Data is reactive. Research is proactive.
Many people put a tremendous amount of emphasis on data.
Why?
There are many reasons, that all sound like “the numbers don’t lie and everyone else is doing it.”
What would you say if I said that data alone doesn’t help your strategy?
How about if I said it can hurt your strategy?
Why would I say that?
Because all data looks backward.
All data is focused on the past.
Your data is perfect insight into what people did.
The challenge of strategy is creating a better future.
There is tension in this idea summed up by Roger L. Martin’s question: “What would have to be true?”
The reality is data is the past.
Strategy is the future.
Change is constant.
As NBA legend, Pat Riley said, “The only thing that is certain in life is change.”
Our focus on the future mixed with constant change forces us to be skeptical about how much we rely on data.
Why?
Customer needs can change quickly.
Fads can come and go.
Competitors are constantly looking at ways to improve upon our offer to steal market share from us.
This is where research comes in.
Research is a bridge-building tool that connects the past, present, and future in an actionable way.
But be careful.
If you don’t do your research correctly, you’ll fall victim to “garbage in, garbage out” research that can stop your progress in its path.
Marketing Professor, Alan Andreason, shared an idea in the 1980s called “Backward Market Research.”
His idea boils down to three steps that create market research that will help you build a strategy that can deliver growth.
Those three steps:
- What is our hypothesis?
- What is the best way for these answers to show up?
- Design your research around those two answers.
Hypothesis
Everything strategy begins with a question.
Market research does as well.
All hypotheses are assumptions that we can test to figure out if they are true.
A good hypothesis compares two or more variables.
There are two types of variables:
- Dependent: These come from your observations.
- Independent: These are variables you can control.
Depending on your business, a good hypothesis might look like:
- Offering more items will cause our online purchase size to increase by at least 5%.
- Developing personalized sponsorship packages will allow us to charge a premium to local businesses.
- Influencer marketing can help us drive top-of-mind awareness by 10% or more.
Your hypothesis matters because it establishes the foundation of your research.
A hypothesis is built using a mixture of data combined with signals and inputs you gain from the world around you.
These signals and inputs may come from things such as:
- Conversations with customers or prospects.
- Observations of how customers are using your products.
- Questions that you receive over and over.
There is no perfect formula for creating a hypothesis.
It is trial and error.
This emphasizes the importance of coming up with a question, testing it, and using what you learn to move forward or to go back to the start.
Your hypothesis should:
- Focus your research.
- Help you generate new solutions.
- Provide answers for social phenomena.
However, the hypothesis is only the first step.
Research
Good research doesn’t come in a one-size-fits-all package.
That’s why the shape of your research questions matters. The answers you are looking for might come in many forms.
- Multiple-choice.
- Stacked rankings.
- Focus groups.
- Long-form answers.
The key is to let the hypothesis point you to the correct research tool.
Design
This lights the path to designing your research.
Why is the design so important?
Good research helps you gain insights that others don’t have.

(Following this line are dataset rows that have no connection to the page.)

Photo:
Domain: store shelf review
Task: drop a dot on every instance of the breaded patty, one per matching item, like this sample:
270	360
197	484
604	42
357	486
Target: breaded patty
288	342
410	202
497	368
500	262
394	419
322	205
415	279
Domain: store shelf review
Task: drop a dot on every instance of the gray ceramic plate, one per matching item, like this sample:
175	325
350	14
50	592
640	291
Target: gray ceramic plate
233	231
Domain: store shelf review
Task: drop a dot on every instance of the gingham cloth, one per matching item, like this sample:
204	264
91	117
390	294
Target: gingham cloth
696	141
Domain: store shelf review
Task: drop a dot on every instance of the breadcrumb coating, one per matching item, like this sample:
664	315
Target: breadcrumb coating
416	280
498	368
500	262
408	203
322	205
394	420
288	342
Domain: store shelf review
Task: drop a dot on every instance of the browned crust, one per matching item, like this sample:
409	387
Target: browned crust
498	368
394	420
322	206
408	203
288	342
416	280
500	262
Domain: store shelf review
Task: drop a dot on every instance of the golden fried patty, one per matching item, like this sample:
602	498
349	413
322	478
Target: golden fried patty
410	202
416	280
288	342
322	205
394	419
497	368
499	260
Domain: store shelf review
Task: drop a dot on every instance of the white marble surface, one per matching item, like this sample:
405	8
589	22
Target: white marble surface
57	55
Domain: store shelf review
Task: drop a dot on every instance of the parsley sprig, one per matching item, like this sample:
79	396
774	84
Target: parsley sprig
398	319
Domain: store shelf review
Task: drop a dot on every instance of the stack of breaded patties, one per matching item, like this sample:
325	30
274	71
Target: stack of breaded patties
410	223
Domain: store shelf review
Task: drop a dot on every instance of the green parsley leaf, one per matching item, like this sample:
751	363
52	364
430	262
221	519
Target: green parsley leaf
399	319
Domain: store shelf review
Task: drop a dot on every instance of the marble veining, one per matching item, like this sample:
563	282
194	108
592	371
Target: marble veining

Too often, businesses are operating from the same playbook.
That isn’t always a bad thing.
But it isn’t always a good thing either.
If everyone is looking at the same playing field with the same lens, you risk becoming derivative of each other.
Falling into the “Commodity Trap”, chasing each other down the hole of discounts, attempting to win on price.
There are never real winners in a price war.
Designing good research follows a predictable path.
Start small.
Take your hypothesis to one person or a small group.
Test your thinking.
Validate the question.
Or, if it doesn’t hold up, throw it out.
The stakes are low.
Don’t look at a failed hypothesis as a loss.
Celebrate recognizing its defectiveness when you haven’t spent lots of time and money on it.
Go back to the drawing board.
If your hypothesis is valid, move up and test it with slightly larger groups such as focus groups or small gatherings.
The same process follows.
Validate the idea or not.
Again, don’t hesitate to dump a bad hypothesis.
If your question deserves more research, move to larger sets of your target market with tools such as surveys.
At each step, validate your question, and decide on next steps.
This process can open the door to unique insights.
These insights can help you find market space, opportunities, and offerings.
The choice isn’t data or research.
We need them both.
Data shows us what happened.
We mix that data with our insights and observations to ask a question.
This question creates the foundation for our research.
This research builds a bridge that connects us to the past meeting the present and pointing toward the future.
This is part of my ongoing series of posts about strategy and creating new opportunities.